For Dwayne Fletcher, 41, of South Philadelphia, being shot in the head when he was 23 was the turning point.
For Clayton Kellum, 42, of the King of Prussia, spending 15 years behind bars for selling crack was the wake-up call.
They have long since turned their lives around and are successful entrepreneurs who run fitness programs.
Montgomery County District Attorney Kevin R. Steele and Norristown Police Chief Derrick Wood invited Kellum and Fletcher to come up with an inspirational fitness program to encourage Norristown youth to end armed violence.
“Get Out And Grind,” a free workout program, is 6-8 p.m. Monday through Wednesday at the sports grounds of Eisenhower Science & Technology Leadership Academy, 1601 Markley St., Norristown.
The program is for ages 12 to 21 and is open to the public.
Here is the program :
- Monday: Kellum will provide high-intensity workouts to show participants how to overcome obstacles. Kellum owns Built Fitness, a personal training and fitness program in Downingtown.
- Tuesday: Fletcher will provide a boxing motivational program, motivating participants to fight whatever is holding them back. Fletcher owns GunzDown Glovezup, a Philadelphia-based program that teaches young people how to put down guns and pick up boxing gloves.
- Wednesday: Fletcher and Kellum will come together to train attendees to push the boundaries of change for the better.
Fletcher said that when he was growing up he was a big guy who got into trouble and got out of it. He said there was a lot of gun violence in Philadelphia.

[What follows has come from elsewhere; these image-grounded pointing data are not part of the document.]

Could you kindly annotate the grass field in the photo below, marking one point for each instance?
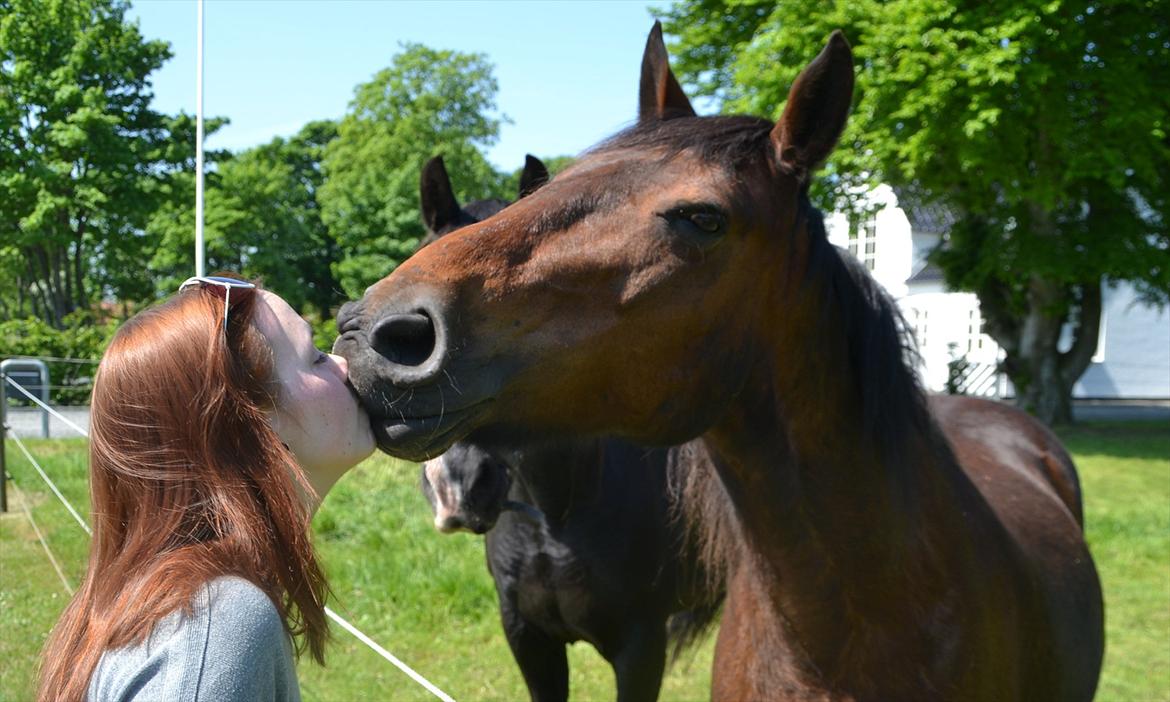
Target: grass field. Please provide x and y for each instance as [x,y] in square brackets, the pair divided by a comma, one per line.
[428,598]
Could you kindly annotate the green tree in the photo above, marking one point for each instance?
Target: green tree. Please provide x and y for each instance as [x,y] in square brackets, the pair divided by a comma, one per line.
[261,219]
[1039,125]
[83,158]
[428,102]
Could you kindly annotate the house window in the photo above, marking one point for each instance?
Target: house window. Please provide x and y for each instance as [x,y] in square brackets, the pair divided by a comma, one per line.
[864,242]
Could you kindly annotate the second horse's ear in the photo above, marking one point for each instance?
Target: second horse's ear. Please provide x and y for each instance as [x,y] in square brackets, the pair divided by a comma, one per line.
[532,177]
[817,108]
[438,201]
[659,94]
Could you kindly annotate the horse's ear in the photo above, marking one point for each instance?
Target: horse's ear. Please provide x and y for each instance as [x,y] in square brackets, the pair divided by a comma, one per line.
[659,95]
[439,204]
[534,176]
[817,108]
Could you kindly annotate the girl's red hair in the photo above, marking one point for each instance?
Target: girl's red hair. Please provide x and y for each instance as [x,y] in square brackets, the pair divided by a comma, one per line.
[188,482]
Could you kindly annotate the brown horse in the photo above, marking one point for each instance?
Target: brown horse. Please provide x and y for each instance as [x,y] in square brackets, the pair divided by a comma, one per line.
[676,282]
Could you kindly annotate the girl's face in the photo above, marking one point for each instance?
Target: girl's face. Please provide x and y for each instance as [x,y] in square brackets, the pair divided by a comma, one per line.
[317,415]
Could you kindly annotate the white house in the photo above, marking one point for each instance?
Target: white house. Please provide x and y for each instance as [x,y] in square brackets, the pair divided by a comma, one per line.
[1133,356]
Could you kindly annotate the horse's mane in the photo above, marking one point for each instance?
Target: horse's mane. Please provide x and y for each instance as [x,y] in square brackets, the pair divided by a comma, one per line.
[728,140]
[482,210]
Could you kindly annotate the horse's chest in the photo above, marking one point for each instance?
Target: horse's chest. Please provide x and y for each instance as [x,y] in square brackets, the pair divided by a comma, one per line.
[558,596]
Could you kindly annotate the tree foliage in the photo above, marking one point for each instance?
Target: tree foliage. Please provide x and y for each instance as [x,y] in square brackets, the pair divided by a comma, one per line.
[427,102]
[1040,125]
[84,160]
[261,219]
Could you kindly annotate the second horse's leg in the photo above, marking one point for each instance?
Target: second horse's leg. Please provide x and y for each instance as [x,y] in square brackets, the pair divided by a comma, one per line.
[541,658]
[639,661]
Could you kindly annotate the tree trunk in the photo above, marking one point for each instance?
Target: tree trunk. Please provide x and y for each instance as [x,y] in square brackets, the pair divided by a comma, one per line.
[1044,376]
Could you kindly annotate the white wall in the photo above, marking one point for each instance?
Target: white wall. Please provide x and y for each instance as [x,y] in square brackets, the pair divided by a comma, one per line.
[1133,357]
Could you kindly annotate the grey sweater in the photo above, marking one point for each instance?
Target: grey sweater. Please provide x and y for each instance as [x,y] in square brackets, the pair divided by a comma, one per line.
[232,648]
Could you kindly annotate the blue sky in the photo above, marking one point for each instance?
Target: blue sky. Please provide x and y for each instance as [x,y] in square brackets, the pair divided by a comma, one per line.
[568,71]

After being treated for a gunshot wound to the head when he was just 23, he decided it was time to give back to the community.
Shortly after, he started his nonprofit to give boxing lessons to underserved communities to teach that there are other ways to deal with anger than gun violence.

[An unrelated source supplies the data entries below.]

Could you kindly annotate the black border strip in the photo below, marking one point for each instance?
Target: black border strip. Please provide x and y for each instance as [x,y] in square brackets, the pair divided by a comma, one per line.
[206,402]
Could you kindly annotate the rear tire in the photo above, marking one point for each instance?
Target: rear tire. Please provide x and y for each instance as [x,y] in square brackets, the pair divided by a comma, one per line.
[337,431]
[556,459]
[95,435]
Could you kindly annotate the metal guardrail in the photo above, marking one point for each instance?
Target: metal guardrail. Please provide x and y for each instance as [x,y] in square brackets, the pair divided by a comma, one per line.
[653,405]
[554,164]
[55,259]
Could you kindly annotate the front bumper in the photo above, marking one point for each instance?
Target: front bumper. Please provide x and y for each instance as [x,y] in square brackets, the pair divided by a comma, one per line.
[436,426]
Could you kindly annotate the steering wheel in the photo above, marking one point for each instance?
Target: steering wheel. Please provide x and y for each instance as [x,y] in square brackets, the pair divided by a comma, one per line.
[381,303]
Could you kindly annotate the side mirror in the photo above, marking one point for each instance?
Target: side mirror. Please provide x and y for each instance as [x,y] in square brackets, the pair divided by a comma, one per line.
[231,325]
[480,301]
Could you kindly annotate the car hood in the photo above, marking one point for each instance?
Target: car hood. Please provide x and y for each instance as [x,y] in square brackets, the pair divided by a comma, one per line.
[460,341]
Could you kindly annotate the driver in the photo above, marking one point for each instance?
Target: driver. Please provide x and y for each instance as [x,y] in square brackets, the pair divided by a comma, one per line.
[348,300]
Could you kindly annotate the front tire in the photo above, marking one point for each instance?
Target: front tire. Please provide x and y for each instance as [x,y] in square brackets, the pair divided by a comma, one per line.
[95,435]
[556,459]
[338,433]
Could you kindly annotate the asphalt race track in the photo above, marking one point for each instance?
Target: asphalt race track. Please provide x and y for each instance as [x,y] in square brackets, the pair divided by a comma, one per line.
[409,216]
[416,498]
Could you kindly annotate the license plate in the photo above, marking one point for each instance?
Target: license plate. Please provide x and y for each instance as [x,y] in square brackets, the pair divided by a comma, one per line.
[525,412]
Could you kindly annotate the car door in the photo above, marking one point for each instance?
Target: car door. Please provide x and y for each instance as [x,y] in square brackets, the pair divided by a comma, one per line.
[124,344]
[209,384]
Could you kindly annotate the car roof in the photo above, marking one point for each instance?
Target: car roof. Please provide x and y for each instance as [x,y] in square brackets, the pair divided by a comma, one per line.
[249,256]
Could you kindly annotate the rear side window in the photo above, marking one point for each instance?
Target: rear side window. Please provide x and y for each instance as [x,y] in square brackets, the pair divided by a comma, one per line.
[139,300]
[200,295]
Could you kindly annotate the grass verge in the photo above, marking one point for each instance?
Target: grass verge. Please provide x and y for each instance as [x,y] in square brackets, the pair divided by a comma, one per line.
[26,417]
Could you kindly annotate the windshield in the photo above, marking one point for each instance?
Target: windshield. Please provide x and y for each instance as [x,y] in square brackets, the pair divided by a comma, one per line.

“You have to think,” he said. “We have to work together in the community.”
Fletcher said he walked up and down hills and up the steps of the Philadelphia Art Museum.
Fletcher said he hopes to train kids and adults in boxing.
Kellum grew up in Coatesville, where he was an athlete. He went to Lincoln University, where he was a track star and All-American athlete.
But in his sophomore year, Kellum was arrested for selling crack cocaine.
He was later sentenced by a federal judge to a mandatory 20 years in prison, but was released in 15.
In prison, Kellum said, he became religious and began planning ahead to become a sports coach. He was released in February 2014.
He has since opened a training facility, Built Fitness, 123 E. Lancaster Ave., Downingtown. The facility offers fitness and weight loss workouts for people of all ages.
Kellum said her goal is to give back to her community.
“Fortunately for me, I had the chance to turn my life around,” he said. “You can go through life and have problems that you can overcome. It’s about maximizing every opportunity.”